Wednesday, 18 de December de 2024 ISSN 1519-7670 - Ano 24 - nº 1318

O trapézio de Gilberto Carvalho

O secretário-geral da Presidência da República, Gilberto Carvalho, é um personagem machadiano. Como aconteceu a Brás Cubas, pendurou-se-lhe uma ideia no trapézio que tinha no cérebro: a vaia e os xingamentos dirigidos a Dilma Rousseff não foram obra da “elite branca”. Representam um fenômeno mais generalizado. Tanto que Carvalho, usando o metrô para voltar do estádio, viu “uns moleques” formando no vagão coro mal-educado.

No universo petista e lulista, foi uma percepção não canônica. “Elite branca”, afinal, é uma explicação tão cômoda, a despeito da imprecisão etnográfica (para não falar de sociologia e política). Então quer dizer que não foi um segmento privilegiado da turba ingrata o promotor de vaias e xingamentos? Há descontentamento generalizado?

Não, não se trata disso.

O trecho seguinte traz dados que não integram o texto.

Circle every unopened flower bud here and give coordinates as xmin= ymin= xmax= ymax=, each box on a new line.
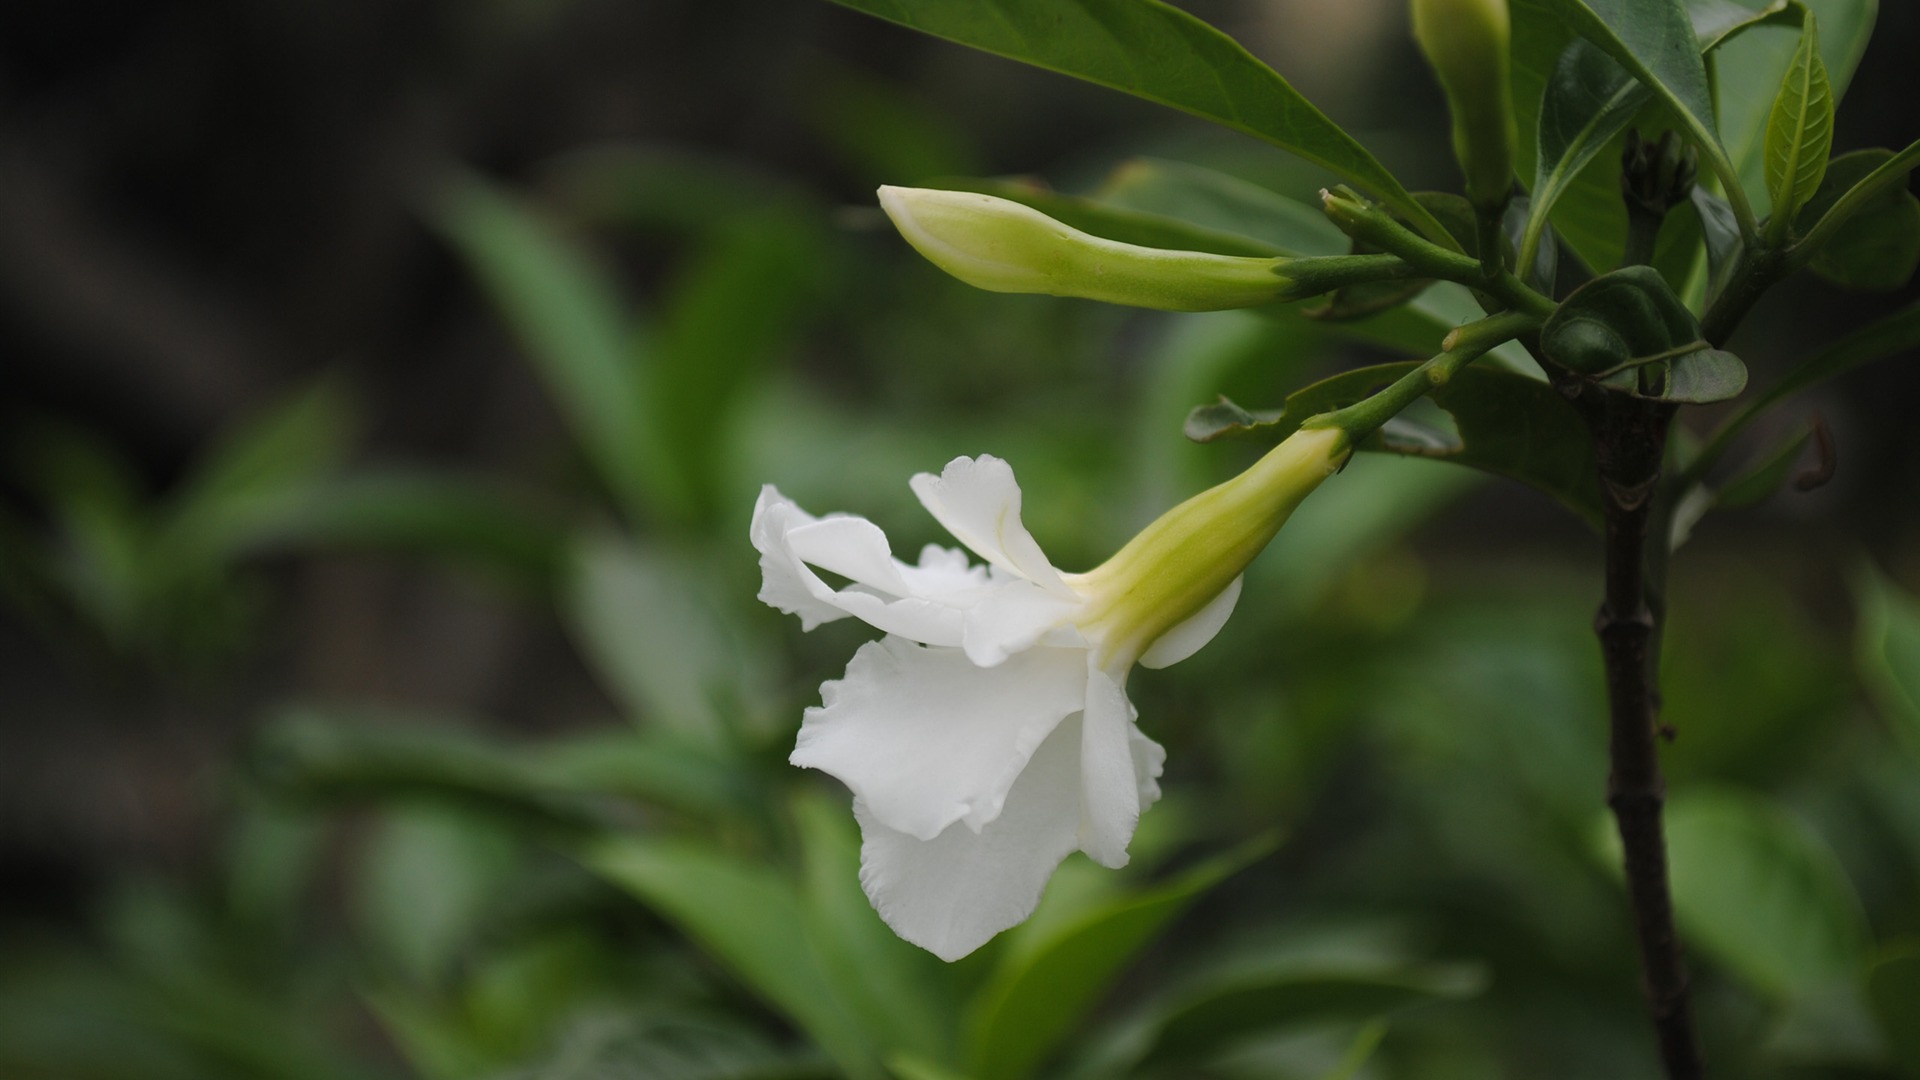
xmin=1069 ymin=425 xmax=1350 ymax=667
xmin=878 ymin=186 xmax=1296 ymax=312
xmin=1412 ymin=0 xmax=1516 ymax=212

Carvalho dá agilmente uma cambalhota mental e, para não fugir às linhas estruturais do libreto operístico, diz que a perversa mídia “faz a cabeça” da multidão. Donde se depreende que o povo é bobo. Ou, menos enfaticamente, la massa è mobile.

Seja como for, obra da áspera realidade dos fatos ou da máquina de moer cérebros da mídia, Carvalho diz em entrevista à Folha de S.Paulo (23/6) que o PT alimenta a ilusão de que o povo pensa que está tudo bem. Problemas, melhor não tê-los. Mas, tendo-os, melhor não ignorá-los.

Coisa de rico, riquinho

O governador do Ceará, Cid Gomes, sólido aliado do governo federal, acha entretanto que a agressividade parte mesmo é de quem está por cima da carne seca. Em entrevista ao Valor (23/6), disse:

“Achei que foi uma coisa de rico, de riquinho, agressiva demais. E foi um tiro no pé. Desperta mais nas pessoas mais simples o sentimento de que há aversão das classes mais ricas com [sic] essa instância de poder porque quem está no poder valoriza políticas de atenção aos mais pobres.”

Capítulo da corrupção

No capítulo da corrupção, Carvalho reconhece crimes cometidos por petistas, mas aponta que os similares cometidos por adversários recebem tratamento ameno na imprensa. Seu colega de governo Jorge Hage, ministro-chefe da Controladoria Geral da União (CGU), em artigo na mesma edição da Folha (“Avanço irreversível”), tem abordagem diferente:

“Não se ignora, por outro lado, a contribuição da imprensa, disposta como nunca a apontar casos de corrupção, o que não deixa de ser natural quando assumiu o governo um partido que incluía o combate à prática entre suas bandeiras e que desbancou do poder as forças que com ela conviviam, sem atacá-la, havia mais de 500 anos”.

Hage não varre problemas para debaixo do tapete, mas se esquece da composição da famosa “base aliada”. Poucas coisas são mais “500 anos de…” no Brasil do que o PMDB de Michel Temer, José Sarney, Renan Calheiros, Henrique Eduardo Alves, ou o PTB de Fernando Collor.

Notícias boas e ruins 

Circo retórico à parte, o jornalista José Roberto Toledo, em coluna no Estado de S.Paulo (“Foto, filme, flashback”, 23/6), trabalha com uma categoria interessante. Algo como a mídia jornalística refletida no espelho da opinião. Diz Toledo que a esta altura de 2010, quando o governo Lula tinha apoteóticos níveis de aprovação em pesquisas, “a percepção de que o noticiário era mais favorável ao governo era três vezes maior do que a percepção de más notícias. Quase uma euforia”. Agora, “a percepção de que as notícias são ruins para o governo é quatro vezes mais forte entre os eleitores do que a percepção do noticiário positivo”.

Duas hipóteses básicas explicariam tal fenômeno. A primeira é a mais simples, mais “barão de Itararé” (“De onde menos se espera, daí mesmo é que não sai nada”): a situação piorou, de modo geral, embora haja, como em qualquer situação, altos e baixos, e a despeito dos méritos que tenham políticas públicas do governo federal e dos governos de seus aliados estaduais e municipais.

A alternativa seria a seguinte: a mídia jornalística foi mais boazinha com Lula do que tem sido com Dilma. Um tanto escalafobética, mas certamente contará com não poucos adeptos. Mesmo que à custa de contorções mentais bem mais acrobáticas do que as do ministro Carvalho.

Escolha a tua, atento leitor. Se for inteligente, dou-me por satisfeito. Se não o for, dou-te um piparote, como Machado de Assis aos leitores de antanho. E não se esqueça de seguir atentamente o debate sobre regulação, ou democratização, ou controle social da mídia. Aí tem gato.